I cittadini cinesi, infatti, preferiscono “testa bassa e silenzio”, hanno paura di ritorsioni e si sentono “ospiti” in Italia, un Paese che in realtà è anche il loro (visto che in molti risiedono sul territorio italiano da oltre 20-30 anni, ndr). Ma adesso basta stare zitta, non si può più tollerare questa situazione». Questo lo sfogo di Elisa, nata in Cina ma da oltre 20 anni in Italia, a Open.

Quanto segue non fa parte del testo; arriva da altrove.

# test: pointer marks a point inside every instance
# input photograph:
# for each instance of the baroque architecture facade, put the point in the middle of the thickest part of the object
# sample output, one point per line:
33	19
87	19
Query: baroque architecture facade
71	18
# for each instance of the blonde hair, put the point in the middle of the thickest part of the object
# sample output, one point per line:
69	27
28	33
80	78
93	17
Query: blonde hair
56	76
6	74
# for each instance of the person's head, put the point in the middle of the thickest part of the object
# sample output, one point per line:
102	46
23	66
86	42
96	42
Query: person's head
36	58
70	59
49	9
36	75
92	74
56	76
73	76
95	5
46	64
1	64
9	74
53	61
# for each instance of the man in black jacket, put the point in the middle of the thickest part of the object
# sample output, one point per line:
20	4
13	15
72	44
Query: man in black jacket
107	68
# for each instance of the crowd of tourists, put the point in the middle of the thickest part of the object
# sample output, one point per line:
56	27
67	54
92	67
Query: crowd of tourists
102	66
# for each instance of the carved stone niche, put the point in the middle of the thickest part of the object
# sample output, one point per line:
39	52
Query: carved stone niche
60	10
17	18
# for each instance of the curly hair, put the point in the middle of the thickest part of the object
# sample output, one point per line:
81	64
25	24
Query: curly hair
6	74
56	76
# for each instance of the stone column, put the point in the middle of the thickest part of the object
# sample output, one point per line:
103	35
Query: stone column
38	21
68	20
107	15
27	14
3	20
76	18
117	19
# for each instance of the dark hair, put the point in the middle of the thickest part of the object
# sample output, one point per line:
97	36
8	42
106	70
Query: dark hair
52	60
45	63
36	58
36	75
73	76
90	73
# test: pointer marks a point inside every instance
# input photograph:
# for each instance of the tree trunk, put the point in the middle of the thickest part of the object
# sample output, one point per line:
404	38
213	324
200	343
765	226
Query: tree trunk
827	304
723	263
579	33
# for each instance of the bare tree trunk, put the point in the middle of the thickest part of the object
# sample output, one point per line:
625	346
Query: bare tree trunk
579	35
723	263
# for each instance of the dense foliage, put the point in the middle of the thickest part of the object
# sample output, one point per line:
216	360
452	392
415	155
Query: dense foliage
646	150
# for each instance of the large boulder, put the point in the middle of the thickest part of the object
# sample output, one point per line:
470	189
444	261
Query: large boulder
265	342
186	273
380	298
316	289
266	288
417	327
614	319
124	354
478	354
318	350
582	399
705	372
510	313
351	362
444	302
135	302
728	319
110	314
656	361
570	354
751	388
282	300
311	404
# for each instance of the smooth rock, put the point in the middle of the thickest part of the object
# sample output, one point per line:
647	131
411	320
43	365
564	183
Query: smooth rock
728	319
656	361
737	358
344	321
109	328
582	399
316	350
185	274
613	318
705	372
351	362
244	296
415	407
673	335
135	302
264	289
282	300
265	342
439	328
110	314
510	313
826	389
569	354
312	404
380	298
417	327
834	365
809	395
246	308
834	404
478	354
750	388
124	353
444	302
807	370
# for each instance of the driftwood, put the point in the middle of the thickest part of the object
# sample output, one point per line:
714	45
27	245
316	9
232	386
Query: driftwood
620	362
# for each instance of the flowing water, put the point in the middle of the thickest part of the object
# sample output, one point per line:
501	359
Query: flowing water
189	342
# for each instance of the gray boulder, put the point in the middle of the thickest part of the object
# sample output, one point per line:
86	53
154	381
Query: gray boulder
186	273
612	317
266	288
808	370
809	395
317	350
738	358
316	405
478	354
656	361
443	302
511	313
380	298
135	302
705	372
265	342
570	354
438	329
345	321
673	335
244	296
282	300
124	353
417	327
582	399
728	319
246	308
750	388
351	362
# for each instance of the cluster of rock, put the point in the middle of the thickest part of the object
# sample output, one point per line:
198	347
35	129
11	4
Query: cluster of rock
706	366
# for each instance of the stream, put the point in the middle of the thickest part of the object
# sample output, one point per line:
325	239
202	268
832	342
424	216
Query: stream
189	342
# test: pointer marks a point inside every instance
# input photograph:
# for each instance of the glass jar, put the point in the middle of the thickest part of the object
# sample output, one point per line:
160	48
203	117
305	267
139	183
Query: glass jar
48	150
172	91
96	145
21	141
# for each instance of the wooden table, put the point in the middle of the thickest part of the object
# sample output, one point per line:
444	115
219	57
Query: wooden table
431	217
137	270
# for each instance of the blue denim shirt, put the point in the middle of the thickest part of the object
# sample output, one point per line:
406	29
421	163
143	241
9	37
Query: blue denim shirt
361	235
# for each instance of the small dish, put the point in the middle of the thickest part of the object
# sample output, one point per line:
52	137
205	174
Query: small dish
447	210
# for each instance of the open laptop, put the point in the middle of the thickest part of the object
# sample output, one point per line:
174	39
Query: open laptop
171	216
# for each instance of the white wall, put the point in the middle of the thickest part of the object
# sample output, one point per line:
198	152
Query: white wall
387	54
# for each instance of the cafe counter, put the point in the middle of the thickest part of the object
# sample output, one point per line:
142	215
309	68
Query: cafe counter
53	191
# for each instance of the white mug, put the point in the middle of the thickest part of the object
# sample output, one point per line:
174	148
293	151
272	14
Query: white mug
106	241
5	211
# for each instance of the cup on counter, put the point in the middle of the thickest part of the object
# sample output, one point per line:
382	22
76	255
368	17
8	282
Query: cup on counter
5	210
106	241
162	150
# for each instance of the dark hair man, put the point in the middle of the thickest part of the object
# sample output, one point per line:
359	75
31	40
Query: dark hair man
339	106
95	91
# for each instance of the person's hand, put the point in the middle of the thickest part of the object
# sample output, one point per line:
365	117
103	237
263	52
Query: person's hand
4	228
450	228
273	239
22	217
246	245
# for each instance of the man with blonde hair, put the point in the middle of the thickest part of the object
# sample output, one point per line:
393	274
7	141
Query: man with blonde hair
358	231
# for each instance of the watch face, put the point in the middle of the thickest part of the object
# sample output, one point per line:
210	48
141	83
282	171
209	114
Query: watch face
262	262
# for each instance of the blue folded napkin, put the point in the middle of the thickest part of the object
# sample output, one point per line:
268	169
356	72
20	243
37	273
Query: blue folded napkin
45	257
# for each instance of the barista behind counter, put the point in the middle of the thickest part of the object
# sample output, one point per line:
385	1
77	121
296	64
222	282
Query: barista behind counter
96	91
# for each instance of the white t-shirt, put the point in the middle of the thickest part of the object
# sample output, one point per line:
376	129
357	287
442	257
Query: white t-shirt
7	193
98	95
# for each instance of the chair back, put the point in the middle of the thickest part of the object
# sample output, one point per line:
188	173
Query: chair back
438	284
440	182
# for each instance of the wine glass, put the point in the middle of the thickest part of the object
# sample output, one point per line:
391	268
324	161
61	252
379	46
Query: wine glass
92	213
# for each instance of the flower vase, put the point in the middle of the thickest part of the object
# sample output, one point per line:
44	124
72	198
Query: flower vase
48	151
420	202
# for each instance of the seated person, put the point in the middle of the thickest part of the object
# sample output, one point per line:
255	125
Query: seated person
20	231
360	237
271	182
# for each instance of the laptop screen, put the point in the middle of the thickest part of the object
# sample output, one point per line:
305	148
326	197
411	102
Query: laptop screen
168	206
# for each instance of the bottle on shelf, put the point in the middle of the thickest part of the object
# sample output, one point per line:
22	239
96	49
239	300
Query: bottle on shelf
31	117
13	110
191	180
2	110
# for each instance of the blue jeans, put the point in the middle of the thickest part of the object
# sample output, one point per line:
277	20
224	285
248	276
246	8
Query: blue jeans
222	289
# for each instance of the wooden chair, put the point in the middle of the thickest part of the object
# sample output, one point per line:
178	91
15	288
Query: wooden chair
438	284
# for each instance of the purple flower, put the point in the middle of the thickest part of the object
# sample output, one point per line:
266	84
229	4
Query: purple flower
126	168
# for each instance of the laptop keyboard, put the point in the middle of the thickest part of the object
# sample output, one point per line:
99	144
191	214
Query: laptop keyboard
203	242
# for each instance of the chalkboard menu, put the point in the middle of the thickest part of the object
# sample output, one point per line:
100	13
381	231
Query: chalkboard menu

Il primo caso di razzismo che ci viene segnalato è quello verificatosi il 24 febbraio sera, in un rifornimento di benzina a Cassola, in provincia di Vicenza, nel Veneto, dove Zhang, un uomo di origine cinese, è stato preso a bottigliate da un 30enne italiano perché cinese. Questa la sua “colpa”.
«Ero entrato nel bar del rifornimento di benzina per vedere se fosse possibile cambiare con tagli più piccoli una banconota da 50 euro. La barista, però, vedendomi, mi ha detto subito “Hai il coronavirus, tu non puoi entrare!”.
A quel punto un ragazzo, che si trovava seduto all’interno, si è alzato e, dopo aver afferrato una bottiglia di birra che era sopra il tavolo, me l’ha rotta in testa causandomi delle lesioni» si legge sulla denuncia, di cui Open è in possesso, presentata ai carabinieri. «La cosa più grave è che nessuno sia intervenuto per difenderlo» ci spiega una nostra fonte.
Il secondo caso, invece, risale al 23 febbraio quando, in un Despar di Cividale del Friuli, una donna, «spingendo il carrello ha detto: “Ca**o di cinesi, perché uscite e continuate a contagiare la gente? Via via schifosi. Cinesi di mer*a» ci racconta Elisa, che da otto anni gestisce un bar e che, «da quando c’è l’emergenza coronavirus ha pochissimi clienti, con un 70% di fatturato in meno» tra «occhiatacce e battute sgradevoli». Ora, però, «ci sono anche clienti che dicono apertamente “non andate dalla cinese che rischiate il virus”».
«Io per la prima volta, dopo 20 anni in Italia, mi rendo conto che non potrò mai essere considerata italiana. Oggi i cinesi sono come gli ebrei all’epoca» ha aggiunto.